Posted by i.u.建築企画 at 2011年06月19日 10:43
「中年や高年になれば、もう「人生の目標」がないのが当然です。」
というところに衝撃をうけました……
基本的にアタマの中が夢だの目標だのでいっぱいの今の僕には
「目標がない」という状況(?)は想像できません(汗

それにしても、この主婦の方、家にいてくれるってだけでじゅうぶん、
旦那さんやお子さんの“ために”なってると思うし
彼女が生きているということは、じゅうぶん意味のあることなんだと思うけれど、
それじゃぁだめなんでしょうかね…。

あ!
僕、林檎さん大好きです☆
Posted by 志穏 at 2011年06月19日 15:33
泰明さま、はじめまして。

いいお話でした。ちょっと感動しました。

椎名林檎の幸福論も、久しぶりに聞き入ってしましました。
当時、大好きだったので。
改めて聞くと、良い歌詞のお歌だったんですね。
Posted by 鳥居公認会計士事務所 所長鳥居公認会計士事務所 所長 at 2011年06月19日 23:36
みなさま、コメントありがとうございます。お返事が遅くなり、大変申し訳ございませんでした。昨日は・・・慌ただしくて目が回りそうでした(笑)


>i.u.建築企画さま

さんまさんの座右の銘らしいですね。さんまさんが言うと重みがない感じがしますが(笑)、おっしゃる通りいい言葉だと思います。



>志穏さん

志穏さんの御歳なら”アタマの中が夢だの目標だのでいっぱい”になっていた方が健全です(笑)それでいいのですし、それに向かって努力したり実行したりすることが肝心なのです。

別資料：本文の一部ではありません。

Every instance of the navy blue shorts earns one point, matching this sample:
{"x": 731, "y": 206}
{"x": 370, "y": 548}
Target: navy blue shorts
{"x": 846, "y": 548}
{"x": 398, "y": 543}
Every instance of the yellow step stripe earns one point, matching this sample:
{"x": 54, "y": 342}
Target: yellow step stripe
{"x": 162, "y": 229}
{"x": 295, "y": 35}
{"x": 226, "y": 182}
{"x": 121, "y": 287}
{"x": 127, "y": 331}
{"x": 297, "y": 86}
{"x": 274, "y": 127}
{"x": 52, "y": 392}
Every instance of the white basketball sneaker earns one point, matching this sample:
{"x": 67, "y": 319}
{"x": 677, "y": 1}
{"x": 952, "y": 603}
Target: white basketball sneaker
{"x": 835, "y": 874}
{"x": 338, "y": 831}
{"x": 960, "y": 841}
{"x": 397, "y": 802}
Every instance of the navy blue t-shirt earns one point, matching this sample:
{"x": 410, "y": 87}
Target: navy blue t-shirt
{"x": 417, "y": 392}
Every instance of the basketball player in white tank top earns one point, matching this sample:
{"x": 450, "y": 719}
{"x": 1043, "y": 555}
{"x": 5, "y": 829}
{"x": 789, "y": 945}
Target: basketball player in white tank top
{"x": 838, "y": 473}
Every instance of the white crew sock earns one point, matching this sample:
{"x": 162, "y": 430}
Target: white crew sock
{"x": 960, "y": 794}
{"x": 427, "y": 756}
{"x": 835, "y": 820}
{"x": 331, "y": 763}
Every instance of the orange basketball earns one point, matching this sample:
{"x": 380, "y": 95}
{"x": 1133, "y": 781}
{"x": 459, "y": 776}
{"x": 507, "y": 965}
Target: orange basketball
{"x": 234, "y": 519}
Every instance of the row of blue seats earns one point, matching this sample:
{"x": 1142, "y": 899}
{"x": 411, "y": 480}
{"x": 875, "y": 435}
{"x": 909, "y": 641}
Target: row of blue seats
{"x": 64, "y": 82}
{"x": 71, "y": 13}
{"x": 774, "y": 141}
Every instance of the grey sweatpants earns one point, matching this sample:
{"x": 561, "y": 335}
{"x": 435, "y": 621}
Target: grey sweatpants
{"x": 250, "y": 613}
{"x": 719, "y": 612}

ただ、この車谷氏が的確なのは、”人によって回答を変える”ことができているからです。志穏さんも、今はまっすぐに生きてみてください。もしかしたら、その道程で”目標なんてないじゃん”って気付くかもしれませんし、気が付かなくても問題ではありません。

問題なのは、この質問者のように”海の中にいるのに、「海はどこだ?!」とわめきながら探すようなこと”をしているからなのです。

僕はまさに志穏さんの御年頃に椎名林檎がデビューしたので、聞きまくっていましたよ(笑)



>鳥居公認会計士事務所 所長さま

はじめまして、コメントありがとうございます!!また、お褒めの言葉を頂戴し、勿体ないことでございます。

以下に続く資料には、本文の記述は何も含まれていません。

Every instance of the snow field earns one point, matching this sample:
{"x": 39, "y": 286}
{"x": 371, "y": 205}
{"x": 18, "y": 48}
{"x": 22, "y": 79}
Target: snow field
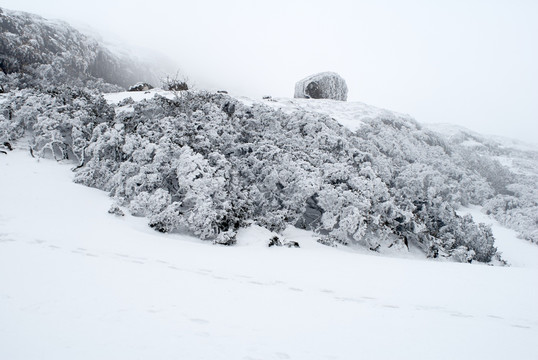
{"x": 77, "y": 282}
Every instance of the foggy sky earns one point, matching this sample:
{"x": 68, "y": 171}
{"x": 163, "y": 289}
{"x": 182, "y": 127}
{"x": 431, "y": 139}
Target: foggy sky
{"x": 471, "y": 63}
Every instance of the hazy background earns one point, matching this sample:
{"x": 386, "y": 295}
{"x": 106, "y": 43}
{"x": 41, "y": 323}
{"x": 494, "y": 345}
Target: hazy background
{"x": 472, "y": 63}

私のような若輩者が偉そうなことを申し上げて毎度毎度、恐縮しておりますが(笑)、やっぱり生きにくい世の中だからこそ、誰も耳を傾けなくても、言い続けるべきこともあろうかと思います。コメントくださって有り難かったです。

椎名林檎、私も大好きなんですよ~。この記事を書いているときに、久しぶりに歌詞が思い浮かんで、それでタイトルにしたんです。幸福論って最初期のころですけど、今聞いても素敵な曲ですね★

こんなブログですが、これからもどうぞよろしくお願いいたします。